It’s important to have some sense of the intonation in Brother’s voice when he says, “Right.”  Probably the best way to do so is to imagine an invisible (sha) next to it.

Act One is a story of a brother and sister who grew up constantly on the move from place to place and thus faced with change from as early as they can remember.  As a result the bond between brother and sister was especially strong, particularly during their most alien of times, like when they lived in France and were picked on in school by “Jean” the French bully.  However, the strength of that relationship was challenged when brother went off to college to, of all places, Berkeley and became a born-again Christian!  Now, what’s worse than having your brother suddenly become a born again Christian?  Having your brother suddenly become a born again Christian who speaks in tongues while living in isolation on a farm in Alaska.  What could make the whole, “my born again brother is now a crazy Alaskan” situation worse?  If your family is Jewish, thereby making him a, by-default, Jew for Jesus.  Also the sister is a lesbian.  That complicates things further.

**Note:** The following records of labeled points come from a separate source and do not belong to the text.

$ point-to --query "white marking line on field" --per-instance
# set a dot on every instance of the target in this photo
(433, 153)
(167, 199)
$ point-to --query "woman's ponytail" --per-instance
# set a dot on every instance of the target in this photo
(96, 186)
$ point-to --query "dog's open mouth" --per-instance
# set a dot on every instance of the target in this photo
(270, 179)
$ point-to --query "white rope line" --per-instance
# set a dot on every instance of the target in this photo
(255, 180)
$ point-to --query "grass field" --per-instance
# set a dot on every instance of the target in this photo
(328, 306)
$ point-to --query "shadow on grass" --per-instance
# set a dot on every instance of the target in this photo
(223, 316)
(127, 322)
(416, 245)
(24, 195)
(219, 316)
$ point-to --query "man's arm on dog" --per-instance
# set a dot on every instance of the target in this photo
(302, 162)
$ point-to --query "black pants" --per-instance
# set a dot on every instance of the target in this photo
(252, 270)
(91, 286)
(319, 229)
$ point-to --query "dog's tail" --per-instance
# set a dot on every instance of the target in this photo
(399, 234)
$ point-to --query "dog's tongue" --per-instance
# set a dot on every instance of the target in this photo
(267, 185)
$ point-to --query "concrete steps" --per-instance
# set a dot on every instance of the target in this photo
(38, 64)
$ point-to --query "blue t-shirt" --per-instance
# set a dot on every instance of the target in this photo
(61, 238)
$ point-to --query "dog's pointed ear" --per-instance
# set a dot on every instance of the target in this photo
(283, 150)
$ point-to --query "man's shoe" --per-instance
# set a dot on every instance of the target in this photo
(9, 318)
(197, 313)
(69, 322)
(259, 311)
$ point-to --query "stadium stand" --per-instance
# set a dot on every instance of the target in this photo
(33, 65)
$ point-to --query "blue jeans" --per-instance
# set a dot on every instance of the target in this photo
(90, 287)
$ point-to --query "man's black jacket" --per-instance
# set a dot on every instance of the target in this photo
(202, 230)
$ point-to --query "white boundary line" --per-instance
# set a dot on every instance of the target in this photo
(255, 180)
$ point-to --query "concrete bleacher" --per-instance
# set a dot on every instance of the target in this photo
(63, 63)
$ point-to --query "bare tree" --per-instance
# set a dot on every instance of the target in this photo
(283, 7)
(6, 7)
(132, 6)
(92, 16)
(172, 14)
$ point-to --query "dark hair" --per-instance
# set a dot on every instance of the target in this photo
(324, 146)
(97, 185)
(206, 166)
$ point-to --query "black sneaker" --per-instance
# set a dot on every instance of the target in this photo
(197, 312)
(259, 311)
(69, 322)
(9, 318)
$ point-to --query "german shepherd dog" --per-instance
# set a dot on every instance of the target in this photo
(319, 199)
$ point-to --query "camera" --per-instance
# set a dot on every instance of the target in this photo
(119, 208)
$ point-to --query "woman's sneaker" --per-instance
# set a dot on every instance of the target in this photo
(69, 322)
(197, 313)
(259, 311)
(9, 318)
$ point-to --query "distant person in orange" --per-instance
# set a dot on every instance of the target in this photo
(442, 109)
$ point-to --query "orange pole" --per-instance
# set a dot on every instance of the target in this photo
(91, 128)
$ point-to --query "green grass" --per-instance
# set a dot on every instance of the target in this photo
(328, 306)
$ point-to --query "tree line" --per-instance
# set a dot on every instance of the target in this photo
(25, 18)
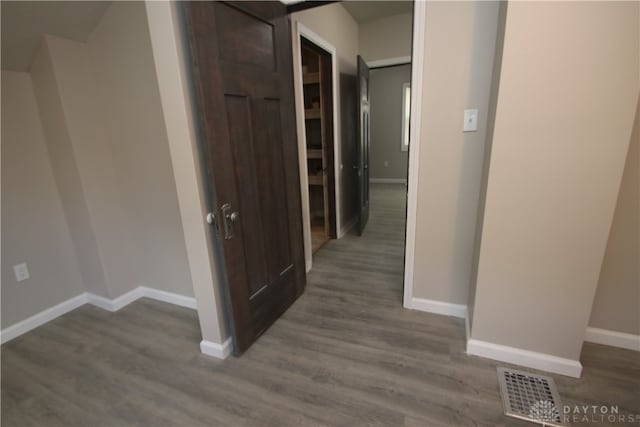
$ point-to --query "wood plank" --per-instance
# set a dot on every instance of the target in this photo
(346, 353)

Parents, this is a perfect example of why it’s extremely important to send your kids to Hebrew School only up until their Bar Mitzvah, but under no circumstances, after.

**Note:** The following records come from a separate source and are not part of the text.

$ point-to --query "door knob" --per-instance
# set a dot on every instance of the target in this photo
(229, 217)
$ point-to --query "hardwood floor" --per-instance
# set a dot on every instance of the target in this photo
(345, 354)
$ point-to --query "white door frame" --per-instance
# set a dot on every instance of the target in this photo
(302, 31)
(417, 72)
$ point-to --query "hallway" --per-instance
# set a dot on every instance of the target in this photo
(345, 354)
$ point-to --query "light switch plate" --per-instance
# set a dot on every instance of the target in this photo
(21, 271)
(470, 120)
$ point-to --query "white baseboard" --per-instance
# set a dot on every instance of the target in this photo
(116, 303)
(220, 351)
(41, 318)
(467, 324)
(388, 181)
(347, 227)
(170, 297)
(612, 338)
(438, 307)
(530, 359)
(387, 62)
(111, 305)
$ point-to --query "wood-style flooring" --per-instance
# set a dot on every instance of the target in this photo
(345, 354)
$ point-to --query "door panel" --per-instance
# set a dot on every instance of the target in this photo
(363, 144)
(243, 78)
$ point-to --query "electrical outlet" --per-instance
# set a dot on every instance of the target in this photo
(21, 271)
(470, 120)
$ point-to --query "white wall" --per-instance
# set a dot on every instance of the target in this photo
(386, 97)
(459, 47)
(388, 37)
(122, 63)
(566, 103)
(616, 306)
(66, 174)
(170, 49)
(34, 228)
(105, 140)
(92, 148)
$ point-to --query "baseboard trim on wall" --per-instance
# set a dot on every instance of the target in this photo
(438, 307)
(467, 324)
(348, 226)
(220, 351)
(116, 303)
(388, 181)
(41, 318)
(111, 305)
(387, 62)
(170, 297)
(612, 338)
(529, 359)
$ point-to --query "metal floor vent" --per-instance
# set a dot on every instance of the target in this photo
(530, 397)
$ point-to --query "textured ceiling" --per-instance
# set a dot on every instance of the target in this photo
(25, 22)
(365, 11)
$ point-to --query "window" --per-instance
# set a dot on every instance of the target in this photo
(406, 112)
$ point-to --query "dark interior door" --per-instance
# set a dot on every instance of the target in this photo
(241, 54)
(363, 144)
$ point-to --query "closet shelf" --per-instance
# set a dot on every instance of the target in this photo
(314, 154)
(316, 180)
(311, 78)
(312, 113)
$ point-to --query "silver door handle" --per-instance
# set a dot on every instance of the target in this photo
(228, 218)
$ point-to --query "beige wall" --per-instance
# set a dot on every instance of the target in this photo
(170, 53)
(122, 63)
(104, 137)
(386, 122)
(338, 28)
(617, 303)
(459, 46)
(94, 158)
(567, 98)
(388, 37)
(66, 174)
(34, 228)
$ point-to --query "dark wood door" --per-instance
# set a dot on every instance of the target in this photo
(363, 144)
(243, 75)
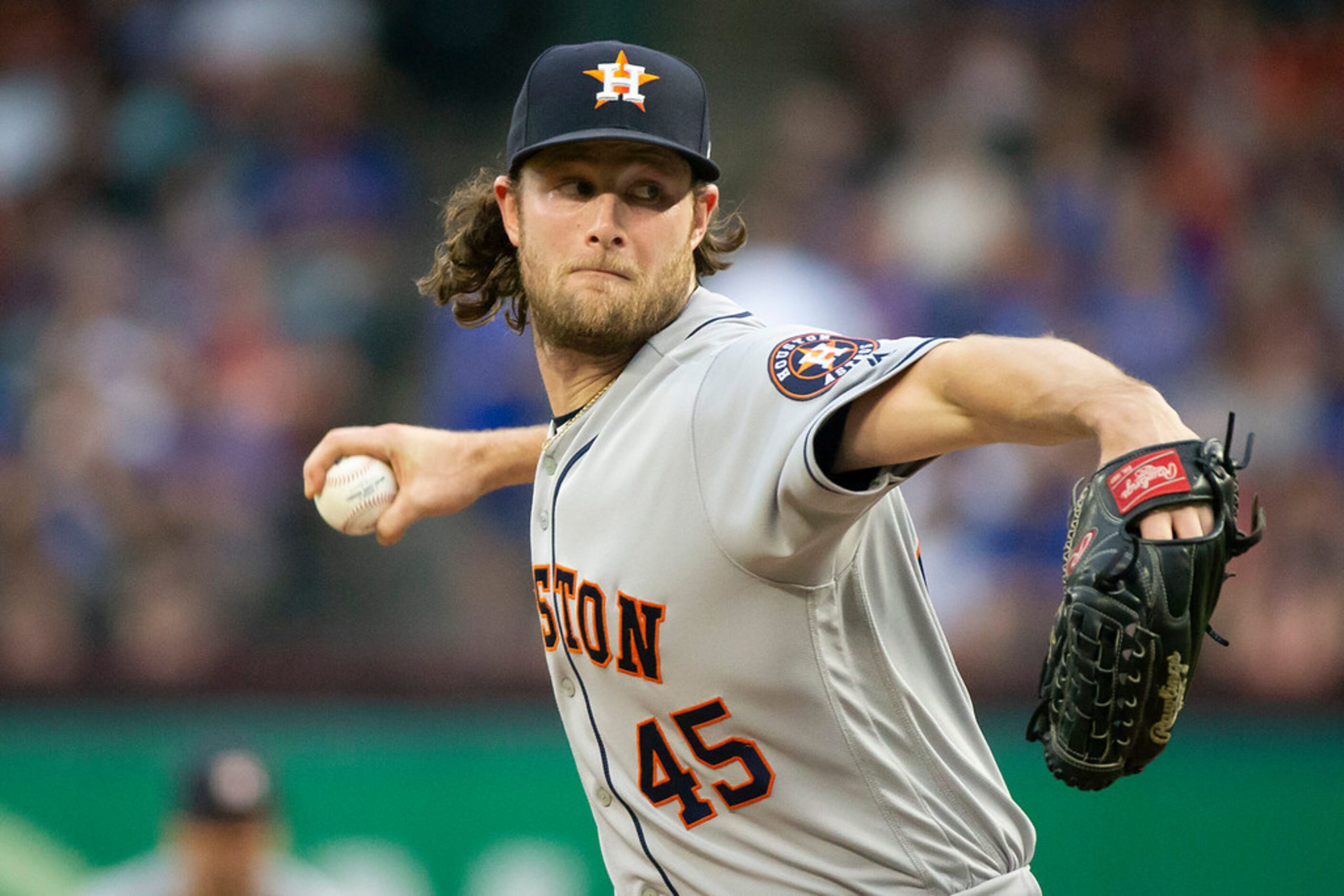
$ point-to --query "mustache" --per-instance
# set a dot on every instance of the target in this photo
(604, 264)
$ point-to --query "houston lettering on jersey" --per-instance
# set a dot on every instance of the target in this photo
(574, 612)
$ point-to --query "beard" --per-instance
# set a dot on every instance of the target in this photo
(602, 316)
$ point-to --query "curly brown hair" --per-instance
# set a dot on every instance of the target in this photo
(476, 269)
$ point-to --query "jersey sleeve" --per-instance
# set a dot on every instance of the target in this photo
(773, 508)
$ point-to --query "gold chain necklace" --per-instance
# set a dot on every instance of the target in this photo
(566, 425)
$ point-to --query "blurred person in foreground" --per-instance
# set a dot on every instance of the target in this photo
(222, 840)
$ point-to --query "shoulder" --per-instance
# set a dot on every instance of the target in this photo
(154, 875)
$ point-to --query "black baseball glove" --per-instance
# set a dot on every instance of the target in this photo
(1128, 633)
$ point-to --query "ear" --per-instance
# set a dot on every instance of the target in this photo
(704, 205)
(507, 199)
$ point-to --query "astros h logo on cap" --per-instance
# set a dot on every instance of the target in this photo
(558, 104)
(620, 81)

Apparently, during his days at Berkeley, the brother in this story started to feel like he couldn’t hack it at college.  This brought him to the point where he decided to bash himself in the head with a rock and throw himself off a cliff, after which he began speaking in tongues.  One time in little league I forgot to wear my cup and caught missed a groundball that bounced right above my glove into the place where the cup should have been and I’m pretty sure that I too spoke in tongues.  Take heed, throwing yourself off a cliff is a poor way to try and keep up with your studies.  It would irresponsible to endorse Ritalin here, but when weighed against parachute-less base jumping, Ritalin seems a better solution.

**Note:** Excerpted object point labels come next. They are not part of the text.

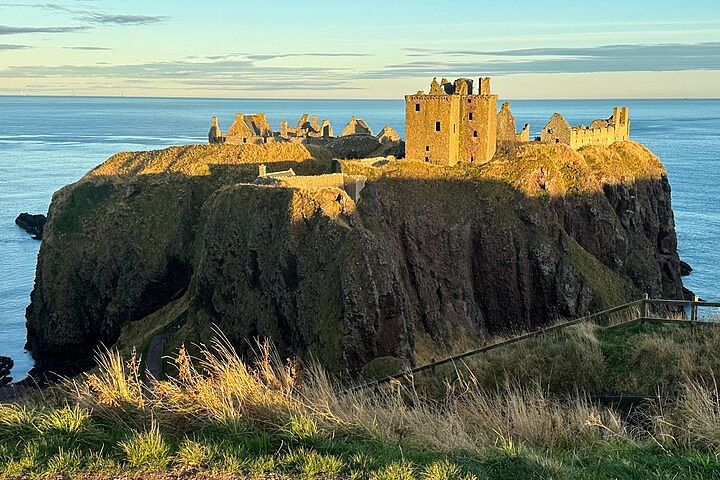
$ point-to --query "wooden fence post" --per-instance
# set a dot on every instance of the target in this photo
(693, 309)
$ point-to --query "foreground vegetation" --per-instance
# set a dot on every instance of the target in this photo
(219, 417)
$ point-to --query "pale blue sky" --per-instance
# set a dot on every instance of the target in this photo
(368, 49)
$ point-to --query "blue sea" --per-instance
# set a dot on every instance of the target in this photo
(48, 142)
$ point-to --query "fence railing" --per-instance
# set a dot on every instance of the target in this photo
(646, 309)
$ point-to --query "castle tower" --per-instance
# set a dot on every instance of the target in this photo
(447, 128)
(215, 134)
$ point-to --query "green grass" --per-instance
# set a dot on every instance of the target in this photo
(220, 416)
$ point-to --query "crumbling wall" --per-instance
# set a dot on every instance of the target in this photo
(600, 132)
(356, 126)
(431, 128)
(557, 130)
(388, 135)
(505, 124)
(447, 128)
(350, 184)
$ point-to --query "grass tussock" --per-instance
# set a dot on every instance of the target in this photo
(219, 416)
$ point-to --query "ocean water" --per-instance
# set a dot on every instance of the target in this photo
(49, 142)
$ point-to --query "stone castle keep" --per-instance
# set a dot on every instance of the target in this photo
(448, 125)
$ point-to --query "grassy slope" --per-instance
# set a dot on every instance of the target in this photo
(223, 418)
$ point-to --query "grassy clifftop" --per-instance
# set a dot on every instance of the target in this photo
(429, 261)
(194, 160)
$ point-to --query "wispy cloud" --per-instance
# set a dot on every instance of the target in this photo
(271, 56)
(240, 74)
(5, 46)
(115, 19)
(88, 48)
(664, 57)
(8, 30)
(92, 16)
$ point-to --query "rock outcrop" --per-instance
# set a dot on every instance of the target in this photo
(426, 263)
(6, 364)
(33, 224)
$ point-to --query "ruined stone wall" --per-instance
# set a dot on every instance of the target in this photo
(605, 133)
(557, 130)
(431, 128)
(505, 124)
(479, 139)
(350, 184)
(524, 135)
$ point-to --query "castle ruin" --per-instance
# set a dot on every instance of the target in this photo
(256, 129)
(600, 132)
(506, 132)
(451, 124)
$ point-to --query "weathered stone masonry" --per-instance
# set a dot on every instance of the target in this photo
(600, 132)
(451, 124)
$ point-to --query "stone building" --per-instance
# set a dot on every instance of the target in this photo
(356, 126)
(307, 127)
(245, 129)
(600, 132)
(506, 129)
(451, 123)
(388, 135)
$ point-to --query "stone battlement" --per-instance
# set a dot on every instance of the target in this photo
(600, 132)
(351, 184)
(255, 129)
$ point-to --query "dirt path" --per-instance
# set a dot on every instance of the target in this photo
(153, 359)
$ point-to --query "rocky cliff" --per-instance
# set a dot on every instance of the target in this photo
(428, 261)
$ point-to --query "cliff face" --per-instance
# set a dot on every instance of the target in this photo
(428, 261)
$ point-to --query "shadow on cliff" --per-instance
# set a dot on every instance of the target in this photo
(420, 269)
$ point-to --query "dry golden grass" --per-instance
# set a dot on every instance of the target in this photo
(221, 389)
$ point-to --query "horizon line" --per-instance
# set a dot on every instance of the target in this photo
(170, 97)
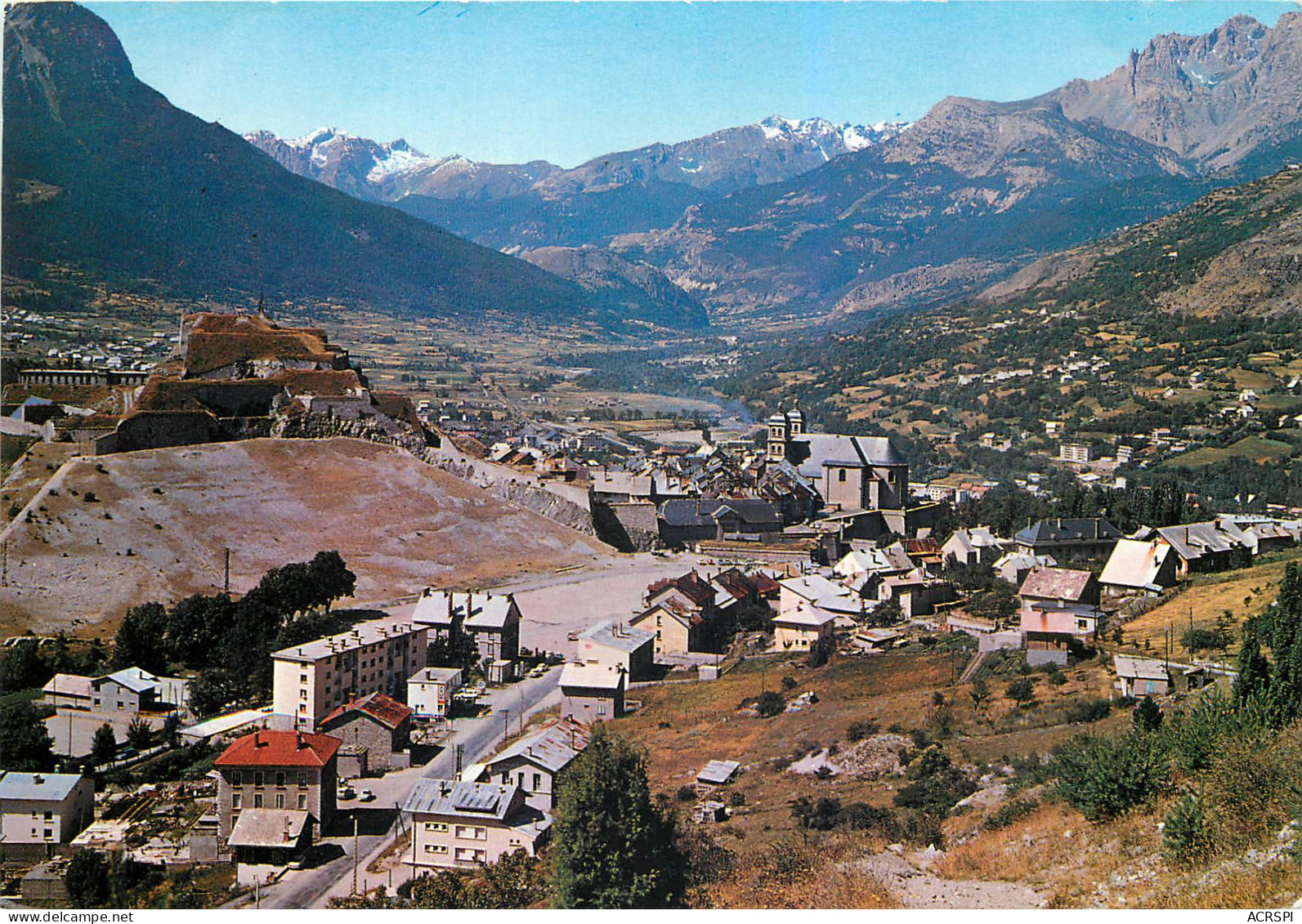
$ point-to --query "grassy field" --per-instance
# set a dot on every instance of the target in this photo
(1244, 592)
(1255, 448)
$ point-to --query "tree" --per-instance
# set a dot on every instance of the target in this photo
(1254, 671)
(1103, 777)
(172, 730)
(333, 578)
(87, 879)
(141, 641)
(24, 742)
(103, 746)
(770, 704)
(140, 734)
(614, 846)
(22, 667)
(1148, 716)
(1022, 690)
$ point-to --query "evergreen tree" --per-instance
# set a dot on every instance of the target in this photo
(1253, 667)
(103, 746)
(614, 846)
(141, 641)
(24, 742)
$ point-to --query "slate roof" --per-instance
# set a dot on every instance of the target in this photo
(816, 450)
(279, 748)
(691, 585)
(628, 638)
(132, 678)
(268, 828)
(1068, 531)
(461, 799)
(718, 772)
(384, 709)
(1134, 564)
(1194, 540)
(1139, 667)
(553, 748)
(707, 511)
(592, 676)
(485, 609)
(38, 786)
(1056, 583)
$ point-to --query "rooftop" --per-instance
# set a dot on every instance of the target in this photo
(279, 748)
(38, 786)
(361, 634)
(384, 709)
(617, 636)
(553, 748)
(267, 828)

At the end of this story, we are supposed to feel a neutrality toward the situation, as well as a certain acceptance, but do we?  This guy refuses to accept his sister for being a lesbian even though she tries her best to accept his drastic lifestyle change.  When the two of them hearken back to his high school days we learn that Brother was always the type of guy that felt most comfortable looking down on others.  As an added surprise at the end of this episode it’s announced that Sister is now straight and married to a rabbi, which leads us to wonder whether, to brother, if this is worse than the sister being a lesbian?

In act two we become acquainted with a co-dependent relationship between elderly sisters that seems a strange cross between Grey Gardens and one those of eating disorder documentaries.  These two wear the same outfits, and will not eat anything without the other.  As disturbing as this may sound, it’s practically cute compared to Act I.  Besides, I don’t think you can really call it a cult if there are only two people in it.

In Act III a father suffers and accident that changes his behavior, altering it toward a somewhat autistic direction, eventually causing even his young daughters to become frustrated with him.  This seems particularly interesting in the wake of a recent story about a man who, after suffering vehicular accident, became a homosexual.  Having lived his whole life attracted to women, the man is now settled down with his lover having totally embraced the gay lifestyle.  Part of the frustration of the man in Act III’s family stems from a dwindling suspicion that perhaps he’s exaggerating his condition in the name of some kind of laziness or fear.  I think this most recent story validates the possibility that behavioral change resulting from trauma is legitimate phenomenon.

Change, especially when abrupt, can be extremely difficult to deal with.  All I know is that if they cancel Community, I’m going to become a Jew for Jesus that writes only in palindromes and only eats when Ira Glass does.